El otro episodio ocurrió en una sesión de la Cámara de
diputados, el mismo año, cuando en el Senado se ventilaba la responsabilidad del
entonces senador colorado Juan
Carlos Blanco en la desaparición de Elena
Quinteros. Los colorados tenían la sangre en el ojo porque había sido Hugo uno
de los que había obtenido, en la cancillería, el famoso documento, de puño y
letra del embajador Álvaro Álvarez, que resumía, a modo de acta, una reunión en
la que el canciller Blanco analizaba las “ventajas y desventajas de entregar a
la mujer”, la maestra Elena Quinteros que había sido secuestrada de los jardines
de la embajada venezolana cuando intentaba asilarse. El documento probaba que
Blanco había participado de la decisión que culminó en la desaparición
definitiva de Elena y fue la base del procesamiento por homicidio del “canciller
de la muerte”, hoy procesado también por los asesinatos de Michelini y Gutiérrez
Ruiz.
Medio traído de los pelos, un diputado colorado buscó
la vuelta en el debate para cuestionar a Hugo, recordando que él era responsable
del robo de la bandera de los 33 Orientales, y exigirle su devolución. Hugo no
se amilanó, no eludió la responsabilidad como dirigente de los grupos
anarquistas que habían concretado la expropiación, y le tapó la boca: “Si el
diputado quiere saber dónde está la bandera, debe preguntarle a José Gavazzo,
porque fue él quien dirigió los allanamientos de las casas del pvp en Buenos
Aires y fue él quien no sólo mató a compañeros, torturó a otros, sino que además
se quedó con la bandera, en los desvalijamientos de nuestros locales”.

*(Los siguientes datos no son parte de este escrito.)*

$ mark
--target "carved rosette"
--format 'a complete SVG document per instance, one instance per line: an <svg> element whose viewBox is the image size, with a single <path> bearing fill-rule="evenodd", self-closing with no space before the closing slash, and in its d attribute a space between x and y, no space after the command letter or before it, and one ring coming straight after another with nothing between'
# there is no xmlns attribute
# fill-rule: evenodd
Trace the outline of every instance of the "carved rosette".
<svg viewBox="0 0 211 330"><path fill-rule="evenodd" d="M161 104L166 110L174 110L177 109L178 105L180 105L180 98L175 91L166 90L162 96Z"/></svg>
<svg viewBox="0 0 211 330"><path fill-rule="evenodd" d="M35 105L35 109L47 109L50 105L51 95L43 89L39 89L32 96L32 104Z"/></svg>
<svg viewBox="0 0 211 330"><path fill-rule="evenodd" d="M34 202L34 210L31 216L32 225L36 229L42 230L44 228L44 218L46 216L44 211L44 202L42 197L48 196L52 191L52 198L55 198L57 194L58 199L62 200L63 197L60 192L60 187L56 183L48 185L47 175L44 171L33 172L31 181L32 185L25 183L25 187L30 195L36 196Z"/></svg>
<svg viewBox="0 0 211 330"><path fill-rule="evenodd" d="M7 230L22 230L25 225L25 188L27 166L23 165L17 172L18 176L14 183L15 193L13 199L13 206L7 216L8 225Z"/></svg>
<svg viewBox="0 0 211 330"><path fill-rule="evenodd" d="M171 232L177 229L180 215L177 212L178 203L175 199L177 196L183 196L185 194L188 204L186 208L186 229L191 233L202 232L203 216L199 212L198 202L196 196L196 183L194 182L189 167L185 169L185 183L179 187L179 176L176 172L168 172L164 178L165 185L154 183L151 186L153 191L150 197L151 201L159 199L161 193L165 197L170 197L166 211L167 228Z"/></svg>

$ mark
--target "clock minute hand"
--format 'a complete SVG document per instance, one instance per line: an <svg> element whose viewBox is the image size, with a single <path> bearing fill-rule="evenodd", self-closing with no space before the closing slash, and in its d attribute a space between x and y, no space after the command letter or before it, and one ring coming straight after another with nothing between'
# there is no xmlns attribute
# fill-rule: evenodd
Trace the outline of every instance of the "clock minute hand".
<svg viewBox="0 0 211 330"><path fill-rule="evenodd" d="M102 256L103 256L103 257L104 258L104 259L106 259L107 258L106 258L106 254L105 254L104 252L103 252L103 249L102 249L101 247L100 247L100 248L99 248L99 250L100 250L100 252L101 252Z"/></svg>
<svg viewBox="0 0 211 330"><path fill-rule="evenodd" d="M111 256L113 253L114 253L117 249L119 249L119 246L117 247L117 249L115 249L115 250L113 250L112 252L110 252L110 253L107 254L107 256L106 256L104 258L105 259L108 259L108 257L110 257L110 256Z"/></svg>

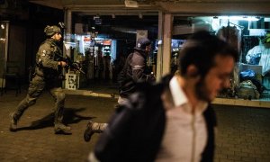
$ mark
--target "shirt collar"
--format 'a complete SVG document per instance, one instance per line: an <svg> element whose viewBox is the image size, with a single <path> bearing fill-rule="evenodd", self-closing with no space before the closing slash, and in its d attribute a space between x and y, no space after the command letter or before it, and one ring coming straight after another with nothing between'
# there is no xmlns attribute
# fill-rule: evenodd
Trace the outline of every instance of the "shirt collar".
<svg viewBox="0 0 270 162"><path fill-rule="evenodd" d="M191 104L182 86L180 86L176 76L173 76L173 78L170 80L169 88L171 91L175 107L184 106L184 108L189 109L186 111L191 112L191 106L188 106ZM195 108L195 113L202 113L206 109L207 106L208 106L207 102L201 101Z"/></svg>

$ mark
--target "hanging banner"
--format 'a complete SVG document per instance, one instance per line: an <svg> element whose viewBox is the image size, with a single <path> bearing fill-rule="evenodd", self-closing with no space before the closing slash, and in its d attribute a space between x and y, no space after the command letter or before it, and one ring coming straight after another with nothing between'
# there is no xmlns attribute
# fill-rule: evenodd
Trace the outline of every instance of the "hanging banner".
<svg viewBox="0 0 270 162"><path fill-rule="evenodd" d="M148 31L147 30L137 30L136 33L137 33L136 41L140 38L148 38Z"/></svg>

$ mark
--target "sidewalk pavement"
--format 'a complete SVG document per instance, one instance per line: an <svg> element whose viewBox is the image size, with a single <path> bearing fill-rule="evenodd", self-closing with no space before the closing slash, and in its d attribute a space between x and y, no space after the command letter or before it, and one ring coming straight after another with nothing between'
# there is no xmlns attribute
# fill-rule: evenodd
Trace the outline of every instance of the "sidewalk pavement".
<svg viewBox="0 0 270 162"><path fill-rule="evenodd" d="M92 91L91 91L92 92ZM103 94L93 91L92 93ZM87 122L105 122L114 111L116 97L67 94L64 121L72 135L55 135L50 108L53 100L44 92L19 122L19 130L8 130L9 113L25 96L22 90L0 96L0 161L86 161L99 135L85 142ZM102 95L101 95L102 96ZM270 109L214 104L218 119L215 162L269 162Z"/></svg>

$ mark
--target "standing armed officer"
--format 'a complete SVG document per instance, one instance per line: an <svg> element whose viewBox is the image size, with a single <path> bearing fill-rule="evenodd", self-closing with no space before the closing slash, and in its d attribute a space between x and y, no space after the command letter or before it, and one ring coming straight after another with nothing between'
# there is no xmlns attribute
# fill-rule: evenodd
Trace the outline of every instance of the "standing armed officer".
<svg viewBox="0 0 270 162"><path fill-rule="evenodd" d="M66 62L59 59L62 50L58 47L61 40L59 27L47 26L44 32L48 37L41 43L36 56L36 68L33 78L30 83L26 97L18 104L16 111L12 113L10 130L15 131L17 123L23 112L36 103L42 91L48 88L55 100L54 131L56 134L71 134L70 127L63 124L65 94L61 88L62 70Z"/></svg>

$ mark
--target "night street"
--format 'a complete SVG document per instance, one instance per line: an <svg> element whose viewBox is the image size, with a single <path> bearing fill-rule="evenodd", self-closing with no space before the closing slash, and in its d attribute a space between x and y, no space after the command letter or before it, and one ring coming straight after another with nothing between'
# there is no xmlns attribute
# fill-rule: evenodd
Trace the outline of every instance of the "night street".
<svg viewBox="0 0 270 162"><path fill-rule="evenodd" d="M84 141L87 122L106 122L117 103L108 97L68 94L64 118L73 134L55 135L53 100L45 92L21 118L19 130L10 132L9 113L25 92L17 97L12 91L0 96L0 161L84 162L99 137L94 134L89 142ZM270 109L214 107L219 124L215 162L270 161Z"/></svg>

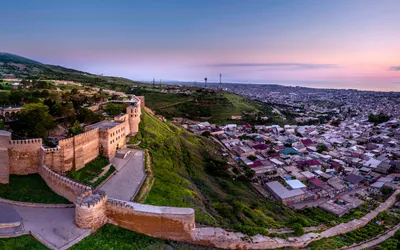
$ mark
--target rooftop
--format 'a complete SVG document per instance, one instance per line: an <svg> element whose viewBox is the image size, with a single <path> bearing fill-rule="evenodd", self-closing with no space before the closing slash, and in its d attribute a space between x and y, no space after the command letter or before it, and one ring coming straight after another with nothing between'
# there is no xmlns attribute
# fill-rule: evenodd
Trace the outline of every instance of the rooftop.
<svg viewBox="0 0 400 250"><path fill-rule="evenodd" d="M281 199L286 199L293 196L304 194L304 192L301 189L288 190L277 181L269 182L265 185L267 185L267 187L271 189L272 192L274 192L275 195L279 196Z"/></svg>

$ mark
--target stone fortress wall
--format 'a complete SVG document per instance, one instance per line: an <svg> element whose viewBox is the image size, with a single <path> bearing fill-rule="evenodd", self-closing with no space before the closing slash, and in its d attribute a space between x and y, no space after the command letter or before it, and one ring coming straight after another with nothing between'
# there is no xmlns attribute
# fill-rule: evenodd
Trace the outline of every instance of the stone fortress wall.
<svg viewBox="0 0 400 250"><path fill-rule="evenodd" d="M108 222L153 237L187 241L195 229L192 208L159 207L108 198Z"/></svg>
<svg viewBox="0 0 400 250"><path fill-rule="evenodd" d="M41 147L42 139L10 140L8 145L9 173L18 175L37 173Z"/></svg>
<svg viewBox="0 0 400 250"><path fill-rule="evenodd" d="M112 157L118 148L126 144L126 136L138 132L141 99L133 97L127 112L113 122L100 122L88 126L90 130L74 137L60 140L55 148L45 148L42 139L11 140L11 133L0 131L0 183L8 183L9 175L38 173L45 165L51 170L65 174L79 170L97 156ZM144 99L143 99L144 100ZM107 126L103 126L107 123ZM110 125L111 124L111 125Z"/></svg>
<svg viewBox="0 0 400 250"><path fill-rule="evenodd" d="M62 176L44 165L38 169L47 186L71 202L75 202L82 193L92 190L91 187Z"/></svg>
<svg viewBox="0 0 400 250"><path fill-rule="evenodd" d="M139 130L144 98L127 107L124 115L89 126L88 131L60 140L57 147L45 148L41 139L11 140L11 133L0 131L0 183L9 174L39 173L57 194L75 204L75 224L96 230L112 223L129 230L170 240L192 241L195 212L192 208L158 207L108 198L103 191L65 177L99 155L111 157L126 144L126 136ZM142 103L143 101L143 103Z"/></svg>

La acusación de Hugo hizo callar al diputado: su
respuesta había dado de lleno en la mandíbula de la impunidad militar y la
complicidad civil.
Reducir la figura de
Hugo
Cores a unas cuantas anécdotas es soslayar la dimensión de su personalidad y su
trayectoria, como dirigente estudiantil, como dirigente sindical, como militante
revolucionario, como investigador, como teórico. Desarrollar sus múltiples
facetas es un compromiso para cuando amaine el dolor de la pérdida, dolor que
comparte toda la izquierda uruguaya y más allá.